Man fuhr zunächst von Halle nach Magdeburg, wo Goethe der Dom mit seinen alten Kaiserstatuen besonders interessierte, dann nach Helmstädt, wo man den Sonderling Beireis, einen regelrechten Vorfahren späterer Hoffmannscher Gestalten, besuchte, besah sich in Harbke den schönen Veltheimschen Park mit seinen seltenen ausländischen Hölzern, kehrte auf dem Gute des »tollen Hagen« ein, ging gerne und willig in dem winkligen, stimmungsvollen Mittelalter Halberstadts mit seinem Dom und seinen noch nahen Gleim-Erinnerungen auf und landete endlich im Bodetal.

Goethe sah es nun zum dritten Male, und nach der Schilderung, die er gibt, scheint es nie so stark auf ihn gewirkt zu haben wie gerade diesmal. Sah er mit anderen Augen? Wirkten die Erinnerungen, die ihn mit dieser schönsten Stelle des Harzes verknüpften, verklärend? Hörte er vielleicht als Echo den geliebten Namen, den er einst so oft in diese Berge und Täler gerufen? Sah er sich wieder mit Fritz von Stein auf den Steinen der Bode sitzen … wer will es wissen? Vor langen, langen Jahren hatte er einmal »im Rübelande«, hart unter der Baumannshöhle, auf einer Brücke gestanden und in das eilig dahinstürzende Wasser der »Bude« geschaut; damals trugen die Wellen Grüße nach Weimar; jetzt stand er am »Hammer« in Thale, ruhig strömte der Fluß in seinem niederen Geröllbett dahin, so ruhig und gelassen, als ob es gar keine Eile, keine Aufregung gäbe, staute sich am Wehr und wurde stiller, dunkler Spiegel. Die großen, dunklen Dichteraugen sahen und begriffen es: Abbild des Lebens, das verrauscht und stille wird wie dieser Fluß.

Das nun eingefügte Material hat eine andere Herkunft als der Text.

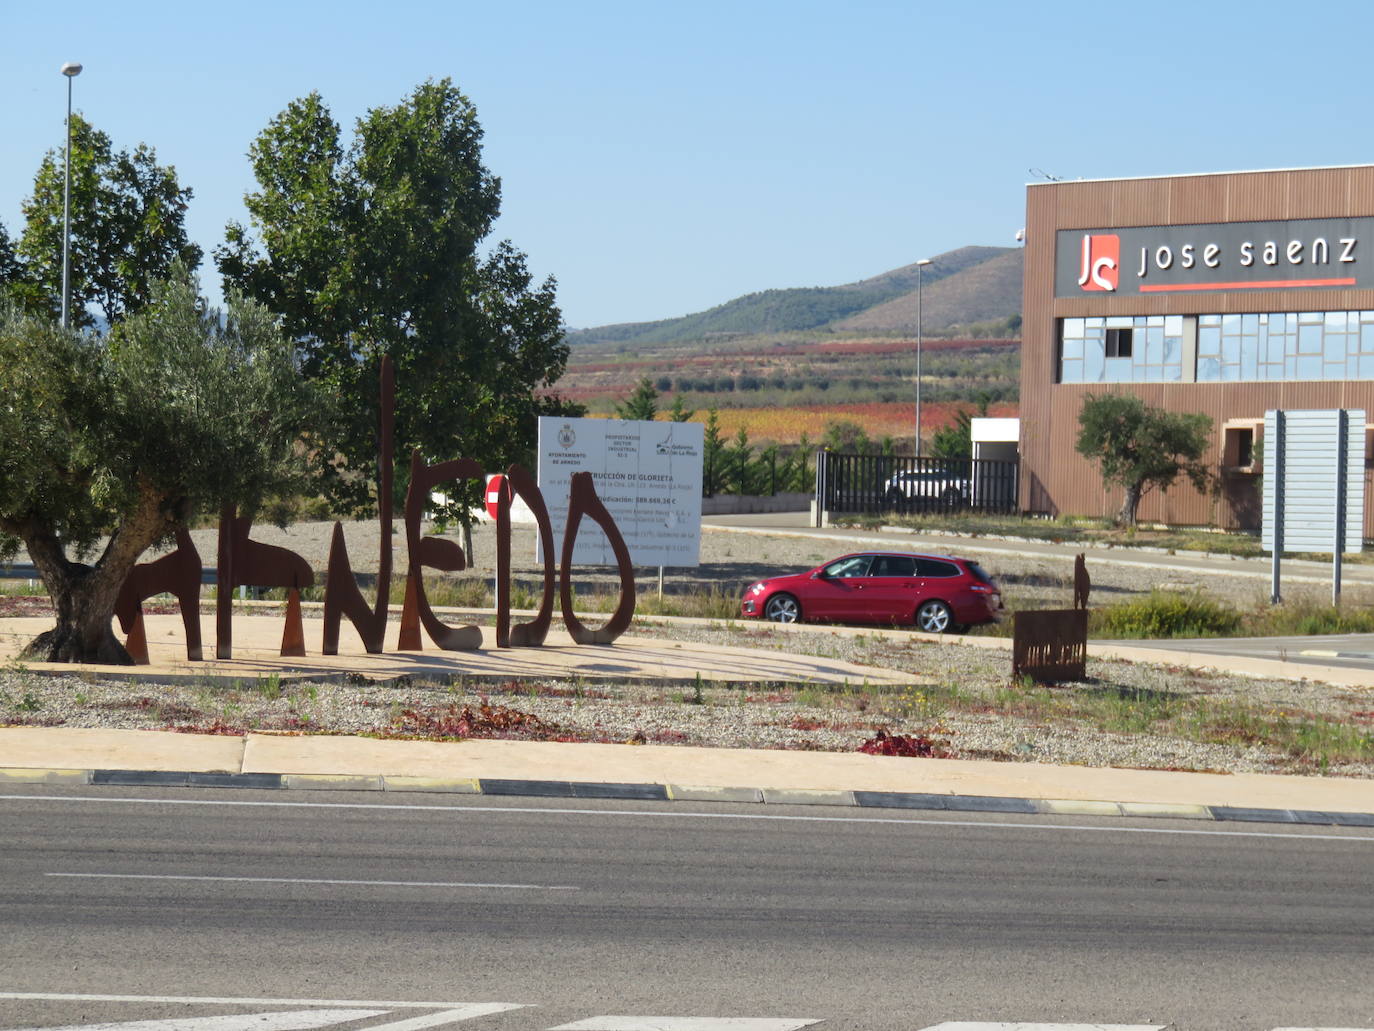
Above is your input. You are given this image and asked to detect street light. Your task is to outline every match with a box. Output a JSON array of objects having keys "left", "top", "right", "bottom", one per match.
[
  {"left": 914, "top": 257, "right": 932, "bottom": 458},
  {"left": 60, "top": 60, "right": 82, "bottom": 330}
]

Da rief ein Klang ihn, kam von irgendwo: »Lebe tausendmal wohl!« Wem hatte einst der Abschiedsgruß gegolten? Erinnerung stöhnte auf. Da war sie wieder, die schlanke Silhouette, die er nicht vergessen konnte, da das schmale Gesicht, da der Blick der heißen Frauenaugen, da das Lächeln,[39] das wehrlos machte … Vorbei, vorbei! Jetzt saß im Fenster an der Ackerwand, zu dem er so oft hinaufgebetet hatte, eine alte Frau, vergrämt und verbittert, und sann verlorenem, verspieltem Glücke nach … eine fremde Frau, die nicht ihn und die nicht er verstand. Sie wohnten beide längst auf anderen Sternen. Und da quälte ihn der Klang im Ohr, und er wandte sich.

Über Ballenstedt, Aschersleben, Cönnern ging's wieder nach Halle zurück. Im Wagen lärmte der halbwüchsige August. Noch einmal wurde Lauchstädt kurze Station. Dann aber konnte Christiane, freudestrahlend, wieder Vater und Sohn umfangen. Und da war auch Goethes letzte Harzreise aus.

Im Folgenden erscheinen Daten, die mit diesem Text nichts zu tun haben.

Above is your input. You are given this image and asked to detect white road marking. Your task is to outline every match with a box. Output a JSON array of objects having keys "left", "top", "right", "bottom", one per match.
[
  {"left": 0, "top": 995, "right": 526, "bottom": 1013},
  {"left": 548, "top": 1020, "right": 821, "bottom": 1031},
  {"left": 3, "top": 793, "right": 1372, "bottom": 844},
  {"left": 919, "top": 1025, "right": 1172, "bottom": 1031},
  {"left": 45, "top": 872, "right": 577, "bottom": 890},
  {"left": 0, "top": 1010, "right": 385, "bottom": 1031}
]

An der Stelle aber, wo sein Auge zum letzten Male jenes unvergleichliche Panorama, das Roßtrappe und Hexentanzplatz mit dem Bodetal zusammen bilden, umfangen hat, steht ein Stein. Man sieht ihn nicht, denn er ist nicht sichtbar. Es ist ein imaginärer Stein. Manche sehen die Worte, die darauf stehen. Auch sie lauten: Genio huius loci!

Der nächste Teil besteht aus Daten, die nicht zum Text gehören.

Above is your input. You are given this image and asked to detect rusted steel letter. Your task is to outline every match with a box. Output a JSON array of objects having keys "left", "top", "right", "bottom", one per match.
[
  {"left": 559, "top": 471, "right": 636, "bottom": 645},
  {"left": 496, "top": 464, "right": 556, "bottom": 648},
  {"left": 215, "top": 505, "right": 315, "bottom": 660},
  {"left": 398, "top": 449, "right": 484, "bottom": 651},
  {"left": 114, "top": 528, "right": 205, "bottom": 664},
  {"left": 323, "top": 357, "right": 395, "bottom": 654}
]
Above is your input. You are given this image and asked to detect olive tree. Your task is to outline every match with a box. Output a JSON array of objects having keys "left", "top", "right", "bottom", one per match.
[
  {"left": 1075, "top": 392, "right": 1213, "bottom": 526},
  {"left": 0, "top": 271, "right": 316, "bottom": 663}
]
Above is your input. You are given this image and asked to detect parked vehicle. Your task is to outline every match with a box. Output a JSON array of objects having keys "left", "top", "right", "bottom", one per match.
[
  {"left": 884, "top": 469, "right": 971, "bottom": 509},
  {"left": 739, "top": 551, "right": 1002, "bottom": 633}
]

Für uns aber gilt, was Goethe einmal — drei Jahre später — an die Malerin Caroline Bardua schrieb: »Der Brocken wird noch eine Weile auf seinen Füßen stehen bleiben, und die Spur des Roßtritts auch nicht so bald verlöschen …« Nein, so bald nicht, und mit ihnen wird die Erinnerung an Goethe dauern, dem sie Erschütterung und tiefstes Erlebnis gewesen.